Investigating overall section GPA trends across time. Comparing 2006-2007 and 2016-2017¶

This notebook uses data from the UW Madison database to complete a hypothesis test comparing mean section grades in 2016-2017 to that of 2006-2007.

$H_0$: The grading in 2016-2017 is the same as in 2006-2007

$H_A$: The grading in 2016-2017 is different than in 2006-2007

Import necessary Python libraries and modules¶

from sqlalchemy import create_engine
import pandas as pd
from matplotlib import pyplot as plt
import numpy as np
from scipy import stats

Query the database and create a dataframe of '07 and '17 section mean grades. Select data from Fall and Spring Terms for each year.¶

engine = create_engine('postgresql:///uw_madison')
df = pd.read_sql_query("""SELECT * FROM section_grades_term;""", engine)

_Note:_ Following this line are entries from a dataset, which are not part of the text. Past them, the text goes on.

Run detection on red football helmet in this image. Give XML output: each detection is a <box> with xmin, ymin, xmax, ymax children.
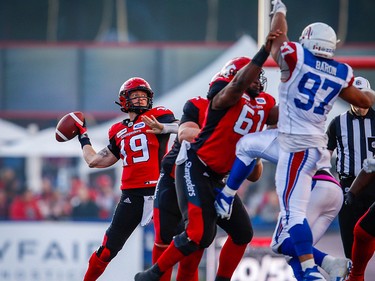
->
<box><xmin>210</xmin><ymin>57</ymin><xmax>267</xmax><ymax>96</ymax></box>
<box><xmin>116</xmin><ymin>77</ymin><xmax>154</xmax><ymax>114</ymax></box>
<box><xmin>210</xmin><ymin>57</ymin><xmax>251</xmax><ymax>86</ymax></box>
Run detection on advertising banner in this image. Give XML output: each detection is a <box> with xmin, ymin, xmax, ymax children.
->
<box><xmin>0</xmin><ymin>222</ymin><xmax>143</xmax><ymax>281</ymax></box>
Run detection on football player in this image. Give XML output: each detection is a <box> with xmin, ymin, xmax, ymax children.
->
<box><xmin>76</xmin><ymin>77</ymin><xmax>178</xmax><ymax>281</ymax></box>
<box><xmin>227</xmin><ymin>129</ymin><xmax>351</xmax><ymax>281</ymax></box>
<box><xmin>135</xmin><ymin>29</ymin><xmax>279</xmax><ymax>281</ymax></box>
<box><xmin>271</xmin><ymin>0</ymin><xmax>375</xmax><ymax>280</ymax></box>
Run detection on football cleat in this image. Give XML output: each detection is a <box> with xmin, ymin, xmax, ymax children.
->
<box><xmin>322</xmin><ymin>258</ymin><xmax>352</xmax><ymax>281</ymax></box>
<box><xmin>134</xmin><ymin>263</ymin><xmax>163</xmax><ymax>281</ymax></box>
<box><xmin>302</xmin><ymin>265</ymin><xmax>326</xmax><ymax>281</ymax></box>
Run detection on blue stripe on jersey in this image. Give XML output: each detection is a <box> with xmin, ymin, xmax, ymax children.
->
<box><xmin>303</xmin><ymin>48</ymin><xmax>349</xmax><ymax>81</ymax></box>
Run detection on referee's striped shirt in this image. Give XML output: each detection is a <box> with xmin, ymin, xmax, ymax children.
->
<box><xmin>327</xmin><ymin>105</ymin><xmax>375</xmax><ymax>177</ymax></box>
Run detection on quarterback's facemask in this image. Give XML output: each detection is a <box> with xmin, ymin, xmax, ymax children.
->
<box><xmin>116</xmin><ymin>77</ymin><xmax>154</xmax><ymax>114</ymax></box>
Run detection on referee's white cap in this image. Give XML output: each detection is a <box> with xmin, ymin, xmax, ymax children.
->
<box><xmin>353</xmin><ymin>76</ymin><xmax>371</xmax><ymax>89</ymax></box>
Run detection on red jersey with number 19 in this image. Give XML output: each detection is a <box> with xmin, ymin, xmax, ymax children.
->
<box><xmin>108</xmin><ymin>107</ymin><xmax>176</xmax><ymax>189</ymax></box>
<box><xmin>192</xmin><ymin>92</ymin><xmax>276</xmax><ymax>176</ymax></box>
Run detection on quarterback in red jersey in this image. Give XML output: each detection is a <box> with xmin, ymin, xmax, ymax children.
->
<box><xmin>135</xmin><ymin>31</ymin><xmax>280</xmax><ymax>281</ymax></box>
<box><xmin>76</xmin><ymin>77</ymin><xmax>178</xmax><ymax>281</ymax></box>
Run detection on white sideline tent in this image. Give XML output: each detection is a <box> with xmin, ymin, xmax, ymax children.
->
<box><xmin>0</xmin><ymin>128</ymin><xmax>104</xmax><ymax>190</ymax></box>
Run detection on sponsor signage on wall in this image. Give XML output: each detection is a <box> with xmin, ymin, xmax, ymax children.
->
<box><xmin>0</xmin><ymin>222</ymin><xmax>143</xmax><ymax>281</ymax></box>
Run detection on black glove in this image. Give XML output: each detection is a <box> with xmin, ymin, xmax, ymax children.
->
<box><xmin>344</xmin><ymin>191</ymin><xmax>355</xmax><ymax>206</ymax></box>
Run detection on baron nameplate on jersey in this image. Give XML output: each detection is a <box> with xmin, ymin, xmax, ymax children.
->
<box><xmin>55</xmin><ymin>111</ymin><xmax>84</xmax><ymax>142</ymax></box>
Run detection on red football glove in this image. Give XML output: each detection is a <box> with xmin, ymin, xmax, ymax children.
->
<box><xmin>74</xmin><ymin>119</ymin><xmax>87</xmax><ymax>135</ymax></box>
<box><xmin>74</xmin><ymin>119</ymin><xmax>91</xmax><ymax>148</ymax></box>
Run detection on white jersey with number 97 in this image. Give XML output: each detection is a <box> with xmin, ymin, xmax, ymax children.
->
<box><xmin>278</xmin><ymin>42</ymin><xmax>354</xmax><ymax>136</ymax></box>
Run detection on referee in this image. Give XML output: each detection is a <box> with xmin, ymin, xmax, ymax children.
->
<box><xmin>327</xmin><ymin>77</ymin><xmax>375</xmax><ymax>258</ymax></box>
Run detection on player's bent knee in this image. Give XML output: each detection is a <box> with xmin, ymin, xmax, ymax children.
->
<box><xmin>96</xmin><ymin>246</ymin><xmax>118</xmax><ymax>262</ymax></box>
<box><xmin>173</xmin><ymin>231</ymin><xmax>199</xmax><ymax>256</ymax></box>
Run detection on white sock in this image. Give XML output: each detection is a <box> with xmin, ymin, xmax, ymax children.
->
<box><xmin>301</xmin><ymin>259</ymin><xmax>315</xmax><ymax>271</ymax></box>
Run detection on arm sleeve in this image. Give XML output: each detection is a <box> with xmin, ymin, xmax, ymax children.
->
<box><xmin>327</xmin><ymin>117</ymin><xmax>337</xmax><ymax>151</ymax></box>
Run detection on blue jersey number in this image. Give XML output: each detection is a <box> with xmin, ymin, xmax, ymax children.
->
<box><xmin>294</xmin><ymin>72</ymin><xmax>341</xmax><ymax>115</ymax></box>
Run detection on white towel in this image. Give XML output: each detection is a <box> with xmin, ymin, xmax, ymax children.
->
<box><xmin>176</xmin><ymin>140</ymin><xmax>190</xmax><ymax>165</ymax></box>
<box><xmin>141</xmin><ymin>195</ymin><xmax>155</xmax><ymax>226</ymax></box>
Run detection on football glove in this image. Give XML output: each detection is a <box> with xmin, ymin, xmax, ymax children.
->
<box><xmin>363</xmin><ymin>158</ymin><xmax>375</xmax><ymax>173</ymax></box>
<box><xmin>270</xmin><ymin>0</ymin><xmax>286</xmax><ymax>16</ymax></box>
<box><xmin>214</xmin><ymin>186</ymin><xmax>236</xmax><ymax>220</ymax></box>
<box><xmin>74</xmin><ymin>119</ymin><xmax>87</xmax><ymax>135</ymax></box>
<box><xmin>75</xmin><ymin>119</ymin><xmax>91</xmax><ymax>148</ymax></box>
<box><xmin>344</xmin><ymin>191</ymin><xmax>355</xmax><ymax>206</ymax></box>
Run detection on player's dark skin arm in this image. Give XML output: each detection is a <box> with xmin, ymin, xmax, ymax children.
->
<box><xmin>349</xmin><ymin>169</ymin><xmax>375</xmax><ymax>195</ymax></box>
<box><xmin>82</xmin><ymin>145</ymin><xmax>118</xmax><ymax>168</ymax></box>
<box><xmin>266</xmin><ymin>105</ymin><xmax>279</xmax><ymax>126</ymax></box>
<box><xmin>211</xmin><ymin>31</ymin><xmax>281</xmax><ymax>110</ymax></box>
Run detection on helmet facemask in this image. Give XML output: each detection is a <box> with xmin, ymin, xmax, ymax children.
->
<box><xmin>299</xmin><ymin>22</ymin><xmax>340</xmax><ymax>59</ymax></box>
<box><xmin>116</xmin><ymin>77</ymin><xmax>154</xmax><ymax>114</ymax></box>
<box><xmin>120</xmin><ymin>89</ymin><xmax>152</xmax><ymax>114</ymax></box>
<box><xmin>246</xmin><ymin>69</ymin><xmax>267</xmax><ymax>99</ymax></box>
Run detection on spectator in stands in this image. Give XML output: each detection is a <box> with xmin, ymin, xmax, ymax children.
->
<box><xmin>0</xmin><ymin>187</ymin><xmax>9</xmax><ymax>221</ymax></box>
<box><xmin>71</xmin><ymin>185</ymin><xmax>99</xmax><ymax>220</ymax></box>
<box><xmin>38</xmin><ymin>177</ymin><xmax>71</xmax><ymax>220</ymax></box>
<box><xmin>10</xmin><ymin>188</ymin><xmax>43</xmax><ymax>221</ymax></box>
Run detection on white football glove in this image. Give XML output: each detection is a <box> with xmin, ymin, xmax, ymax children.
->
<box><xmin>214</xmin><ymin>186</ymin><xmax>236</xmax><ymax>220</ymax></box>
<box><xmin>363</xmin><ymin>158</ymin><xmax>375</xmax><ymax>173</ymax></box>
<box><xmin>270</xmin><ymin>0</ymin><xmax>286</xmax><ymax>16</ymax></box>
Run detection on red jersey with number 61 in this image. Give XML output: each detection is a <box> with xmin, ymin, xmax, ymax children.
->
<box><xmin>192</xmin><ymin>92</ymin><xmax>276</xmax><ymax>176</ymax></box>
<box><xmin>108</xmin><ymin>106</ymin><xmax>176</xmax><ymax>189</ymax></box>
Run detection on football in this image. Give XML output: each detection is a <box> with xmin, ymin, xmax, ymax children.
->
<box><xmin>55</xmin><ymin>111</ymin><xmax>84</xmax><ymax>142</ymax></box>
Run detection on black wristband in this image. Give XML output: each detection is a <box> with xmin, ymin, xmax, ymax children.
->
<box><xmin>78</xmin><ymin>134</ymin><xmax>91</xmax><ymax>148</ymax></box>
<box><xmin>251</xmin><ymin>45</ymin><xmax>270</xmax><ymax>67</ymax></box>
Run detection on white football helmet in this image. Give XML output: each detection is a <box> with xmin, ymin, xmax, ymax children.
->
<box><xmin>353</xmin><ymin>76</ymin><xmax>371</xmax><ymax>90</ymax></box>
<box><xmin>299</xmin><ymin>22</ymin><xmax>339</xmax><ymax>59</ymax></box>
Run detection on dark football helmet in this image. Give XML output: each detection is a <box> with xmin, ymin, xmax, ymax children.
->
<box><xmin>116</xmin><ymin>77</ymin><xmax>154</xmax><ymax>114</ymax></box>
<box><xmin>210</xmin><ymin>57</ymin><xmax>267</xmax><ymax>97</ymax></box>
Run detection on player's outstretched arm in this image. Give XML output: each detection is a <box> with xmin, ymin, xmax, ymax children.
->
<box><xmin>212</xmin><ymin>30</ymin><xmax>282</xmax><ymax>109</ymax></box>
<box><xmin>271</xmin><ymin>0</ymin><xmax>289</xmax><ymax>63</ymax></box>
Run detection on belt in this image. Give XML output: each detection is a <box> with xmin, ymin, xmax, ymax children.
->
<box><xmin>339</xmin><ymin>174</ymin><xmax>356</xmax><ymax>181</ymax></box>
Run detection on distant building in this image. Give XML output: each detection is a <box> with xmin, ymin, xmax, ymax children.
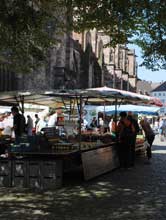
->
<box><xmin>151</xmin><ymin>81</ymin><xmax>166</xmax><ymax>115</ymax></box>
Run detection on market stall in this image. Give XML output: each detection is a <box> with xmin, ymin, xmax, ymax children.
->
<box><xmin>0</xmin><ymin>88</ymin><xmax>162</xmax><ymax>188</ymax></box>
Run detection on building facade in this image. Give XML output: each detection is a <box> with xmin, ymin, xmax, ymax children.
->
<box><xmin>0</xmin><ymin>30</ymin><xmax>137</xmax><ymax>92</ymax></box>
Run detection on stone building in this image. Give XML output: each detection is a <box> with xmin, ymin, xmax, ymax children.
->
<box><xmin>0</xmin><ymin>30</ymin><xmax>137</xmax><ymax>91</ymax></box>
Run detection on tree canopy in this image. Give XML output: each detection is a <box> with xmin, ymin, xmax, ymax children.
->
<box><xmin>0</xmin><ymin>0</ymin><xmax>166</xmax><ymax>70</ymax></box>
<box><xmin>69</xmin><ymin>0</ymin><xmax>166</xmax><ymax>70</ymax></box>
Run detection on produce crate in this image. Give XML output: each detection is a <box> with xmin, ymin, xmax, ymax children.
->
<box><xmin>12</xmin><ymin>159</ymin><xmax>27</xmax><ymax>187</ymax></box>
<box><xmin>0</xmin><ymin>159</ymin><xmax>11</xmax><ymax>187</ymax></box>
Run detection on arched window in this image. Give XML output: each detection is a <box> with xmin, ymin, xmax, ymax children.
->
<box><xmin>85</xmin><ymin>31</ymin><xmax>91</xmax><ymax>48</ymax></box>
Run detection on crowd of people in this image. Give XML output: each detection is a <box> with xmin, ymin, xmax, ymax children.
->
<box><xmin>90</xmin><ymin>111</ymin><xmax>155</xmax><ymax>168</ymax></box>
<box><xmin>0</xmin><ymin>106</ymin><xmax>162</xmax><ymax>168</ymax></box>
<box><xmin>0</xmin><ymin>106</ymin><xmax>57</xmax><ymax>144</ymax></box>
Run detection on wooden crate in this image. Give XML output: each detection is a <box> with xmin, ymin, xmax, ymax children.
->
<box><xmin>0</xmin><ymin>159</ymin><xmax>11</xmax><ymax>187</ymax></box>
<box><xmin>12</xmin><ymin>159</ymin><xmax>27</xmax><ymax>187</ymax></box>
<box><xmin>41</xmin><ymin>160</ymin><xmax>62</xmax><ymax>189</ymax></box>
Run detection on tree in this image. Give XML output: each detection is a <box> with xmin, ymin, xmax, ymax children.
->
<box><xmin>67</xmin><ymin>0</ymin><xmax>166</xmax><ymax>70</ymax></box>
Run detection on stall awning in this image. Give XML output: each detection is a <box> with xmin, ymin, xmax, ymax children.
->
<box><xmin>0</xmin><ymin>86</ymin><xmax>163</xmax><ymax>107</ymax></box>
<box><xmin>87</xmin><ymin>86</ymin><xmax>163</xmax><ymax>107</ymax></box>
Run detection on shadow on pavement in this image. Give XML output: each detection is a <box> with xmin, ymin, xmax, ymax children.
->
<box><xmin>0</xmin><ymin>138</ymin><xmax>166</xmax><ymax>220</ymax></box>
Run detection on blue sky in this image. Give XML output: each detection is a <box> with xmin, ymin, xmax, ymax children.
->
<box><xmin>128</xmin><ymin>45</ymin><xmax>166</xmax><ymax>82</ymax></box>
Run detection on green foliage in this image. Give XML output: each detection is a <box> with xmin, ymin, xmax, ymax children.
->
<box><xmin>67</xmin><ymin>0</ymin><xmax>166</xmax><ymax>70</ymax></box>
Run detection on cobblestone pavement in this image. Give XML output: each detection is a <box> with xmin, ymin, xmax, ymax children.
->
<box><xmin>0</xmin><ymin>137</ymin><xmax>166</xmax><ymax>220</ymax></box>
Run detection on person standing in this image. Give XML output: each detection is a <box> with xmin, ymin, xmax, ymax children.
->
<box><xmin>127</xmin><ymin>112</ymin><xmax>140</xmax><ymax>166</ymax></box>
<box><xmin>117</xmin><ymin>112</ymin><xmax>135</xmax><ymax>168</ymax></box>
<box><xmin>26</xmin><ymin>115</ymin><xmax>33</xmax><ymax>136</ymax></box>
<box><xmin>140</xmin><ymin>117</ymin><xmax>155</xmax><ymax>160</ymax></box>
<box><xmin>11</xmin><ymin>106</ymin><xmax>25</xmax><ymax>144</ymax></box>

oh_six_oh_seven = df.loc[df['term_code'].isin(['1072', '1074'])]
sixteen_seventeen = df.loc[df['term_code'].isin(['1172', '1174'])]

Randomly sample from the 2016-2017 to create equal-sized data sets for evaluation.¶

oh_six_oh_seven_dist = oh_six_oh_seven['section_gpa']
sixteen_seventeen_dist = np.random.choice(sixteen_seventeen['section_gpa'], 
                                          size=len(oh_six_oh_seven_dist),
                                          replace=False)

Visualize data sets¶

fig, ax = plt.subplots(figsize = (15, 8))
ax.hist(oh_six_oh_seven_dist, alpha = .5, label='2006-2007', 
        range=(1, 4), bins=25)
ax.hist(sixteen_seventeen_dist, alpha = .5, label='2016-2017', 
        range= (1, 4), bins=25)
ax.axvline(oh_six_oh_seven_dist.mean(), color='#1f77b4', linestyle='dashed', label='06-07 Mean')
ax.axvline(sixteen_seventeen_dist.mean(), color='#ff7f0e', linestyle='dashed', label='06-07 Mean')
ax.legend()
ax.set_title('Comparing section mean GPAs between 2006-2007 and 2016-2017 school years')
ax.set_xlim(2,4);

Complete t-test and print results¶

statistics = stats.ttest_ind(oh_six_oh_seven_dist, sixteen_seventeen_dist)
print(f'T-Statistic: {round(statistics[0],2)} \np-value: {round(statistics[1],2)}')

T-Statistic: -9.58 
p-value: 0.0

Analysis¶

We reject the null hypothesis that there is no difference between 2006-2007 and 2016-2017 with a confidence interval of 95%.